When my friend Kim Williams introduced me to Low in the late 1990’s, I would listen to the 1994 debut album ‘I Could Live in Hope’ on a cassette tape he’d made for me, in my apartment. These were difficult times for me - living alone with my young daughter back in Perth, Western Australia after a messy intercontinental break up. I would later wear that tape down in Giovanni Ferrario’s Volvo, driving around the streets on Etna, Sicily, when I was able to return.
This and the albums that followed completely shaped the band I had at that time, Gata Negra (1997-2004). I found Low albums at once dark and empowering, poetic, sparse, cold yet somehow extremely penetrable for me. Inspirational. The sparse lyrics, empty spaces, guitar colours, brushes. I wanted to be like them. I asked our drummer Pete Guazzelli to get the bass drum up off the ground, and reduce the kit size. I copied the over the top reverb on the early albums in the production of the Gata Negra albums. As a classically trained musician, I loved how in tune the vocal harmonies were. Gata Negra band member Tim Evans pointed out to me once that this quality was likely linked to thier Mormon faith. Their Perth show at the Perth Festival in the early 2000’s was the first time I bravely went backstage with the courage to hand over the recent Gata Negra CD, ‘Saint Dymphnae’. It was a kind of homage, they would know, I thought. Alan was kind enough to write me his kind thoughts on the album later, he knew.

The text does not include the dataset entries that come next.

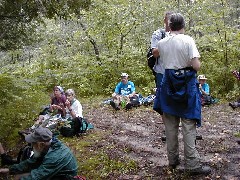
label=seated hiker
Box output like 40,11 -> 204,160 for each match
50,86 -> 66,116
110,73 -> 136,110
59,89 -> 93,137
5,126 -> 78,180
65,89 -> 83,119
35,86 -> 66,124
197,75 -> 213,105
229,99 -> 240,109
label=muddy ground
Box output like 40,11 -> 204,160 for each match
84,104 -> 240,180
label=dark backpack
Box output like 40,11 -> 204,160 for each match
147,29 -> 166,75
59,117 -> 88,137
17,144 -> 33,163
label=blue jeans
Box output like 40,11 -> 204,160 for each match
156,73 -> 163,88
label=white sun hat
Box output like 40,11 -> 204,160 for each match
198,74 -> 207,80
121,73 -> 128,77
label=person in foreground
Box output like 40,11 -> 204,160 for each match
110,73 -> 136,110
158,13 -> 211,175
9,126 -> 78,180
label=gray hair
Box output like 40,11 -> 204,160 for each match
65,89 -> 76,97
169,13 -> 185,31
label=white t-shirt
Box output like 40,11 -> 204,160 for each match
66,99 -> 83,118
157,34 -> 200,69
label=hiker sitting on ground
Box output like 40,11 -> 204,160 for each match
50,86 -> 66,116
5,126 -> 78,180
65,89 -> 83,119
110,73 -> 136,110
35,86 -> 66,124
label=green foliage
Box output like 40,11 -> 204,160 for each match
0,0 -> 240,144
63,131 -> 137,179
0,0 -> 91,50
0,74 -> 48,143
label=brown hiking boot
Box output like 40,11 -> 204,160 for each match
185,166 -> 211,176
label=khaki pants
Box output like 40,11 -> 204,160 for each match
163,113 -> 200,169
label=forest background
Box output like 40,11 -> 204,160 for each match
0,0 -> 240,146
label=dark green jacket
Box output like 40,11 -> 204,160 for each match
10,139 -> 78,180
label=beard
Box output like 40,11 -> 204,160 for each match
33,148 -> 46,158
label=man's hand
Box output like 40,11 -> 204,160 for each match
0,168 -> 9,174
152,48 -> 159,58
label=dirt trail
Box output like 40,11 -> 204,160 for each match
85,105 -> 240,180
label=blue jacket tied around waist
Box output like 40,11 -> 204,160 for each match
159,68 -> 201,126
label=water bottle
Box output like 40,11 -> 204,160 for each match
121,100 -> 126,108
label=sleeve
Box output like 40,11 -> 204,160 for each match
189,37 -> 200,59
10,158 -> 41,174
21,153 -> 62,180
151,29 -> 162,48
131,82 -> 136,93
114,82 -> 121,94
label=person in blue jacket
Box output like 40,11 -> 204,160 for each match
110,73 -> 136,110
197,74 -> 210,96
9,126 -> 78,180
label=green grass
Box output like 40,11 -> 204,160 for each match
60,131 -> 138,180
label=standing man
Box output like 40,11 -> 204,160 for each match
151,12 -> 172,88
157,13 -> 211,175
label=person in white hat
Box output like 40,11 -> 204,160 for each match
110,73 -> 136,110
198,74 -> 210,96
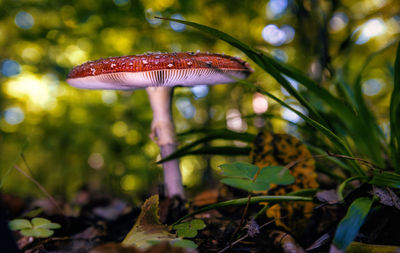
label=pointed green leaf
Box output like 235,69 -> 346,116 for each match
173,219 -> 206,238
219,162 -> 258,180
173,194 -> 315,225
171,239 -> 198,249
8,219 -> 32,230
122,195 -> 176,249
368,171 -> 400,189
21,228 -> 54,238
220,162 -> 294,191
333,197 -> 373,251
31,218 -> 61,229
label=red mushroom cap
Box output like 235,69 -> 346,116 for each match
67,53 -> 253,90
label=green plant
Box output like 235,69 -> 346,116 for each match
220,162 -> 294,192
159,19 -> 400,250
8,218 -> 61,238
172,219 -> 206,238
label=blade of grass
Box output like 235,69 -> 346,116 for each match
390,43 -> 400,172
239,80 -> 365,176
368,170 -> 400,189
157,129 -> 256,163
172,196 -> 313,226
156,17 -> 324,125
349,41 -> 396,167
157,147 -> 251,163
331,198 -> 373,252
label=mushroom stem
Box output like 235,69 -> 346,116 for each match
146,87 -> 185,198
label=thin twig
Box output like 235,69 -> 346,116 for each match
326,151 -> 379,168
218,219 -> 275,253
14,164 -> 65,216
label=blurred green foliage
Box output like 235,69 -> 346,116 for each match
0,0 -> 400,200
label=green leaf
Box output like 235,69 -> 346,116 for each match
25,208 -> 43,218
333,197 -> 373,251
31,218 -> 61,229
368,170 -> 400,189
219,162 -> 258,180
390,43 -> 400,172
20,228 -> 54,238
162,18 -> 365,175
122,195 -> 176,249
157,128 -> 255,163
171,239 -> 198,249
173,219 -> 206,238
8,219 -> 32,230
337,177 -> 367,201
173,194 -> 315,225
157,147 -> 251,163
161,18 -> 323,124
9,218 -> 61,238
220,162 -> 294,191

I loved how more involved Parker became on the albums as the years went on - as a voice in singing and writing, as well as drums that were much more than that. Her percussion playing didn’t keep the beat, it caressed it. It was an orchestral way of playing, not a drumming method. Parker’s playing made, and filled, space at what seemed magically the right times. Her voice was at once fragile and grounded - something not many singers have been able to pull off.
Each new Low album was a special moment, something new, unexpected, yet familiar. My journey with them has been an intensley personal one, with the albums ‘Long Division’ [1995] and ‘The Curtain Hits The Cast’ [1996] the soundtracks to the birth of my second child. The midwife thought they were sad, she didn’t understand at all. I loved the songs they wrote about their own children, especially Parker’s ‘In Metal’ [Things We Lost in the Fire (2001)], where you can hear one of her babies on the recording, like I had done with my daughter on the album, ‘Cage of Stars’ [1998]. This song was loving and dark at the same time: perfect. Then there was the humour - that also appealed to me, like in ‘Canada’ [from ‘Trust’(2002)]. My son (maybe 12 at the time?) loved ‘Plastic Cup’ [The Invisible Way (2012)] when we drove in the car together. There was something at once past regal and real now about that song, I understood why that was the one.
I eventually got brave enough to do Low covers - a solo voice and bass rendition of the track ‘Murderer’ [Drums and Guns, (2007)] at an obscure solo gig in Mojos. Fremantle - I can’t remember when. This was followed by my new music group Decibel doing a cover of ‘Do You Know How to Waltz?’ [ The Curtain Hits the Cast] with a string section in 2012, in an arrangement I made with Stuart James. I loved the long, long “endings” of these songs, and other ones like it, such as ‘Born By the Wires’ [Songs For A Dead Pilot (1997)], where the opening sounds of the other Low member and husband of Mimi Parker, Alan Sparhawk, sounds like Parker herself is singing. They are intertwined, of course.
My deepest condolences to Alan and their family.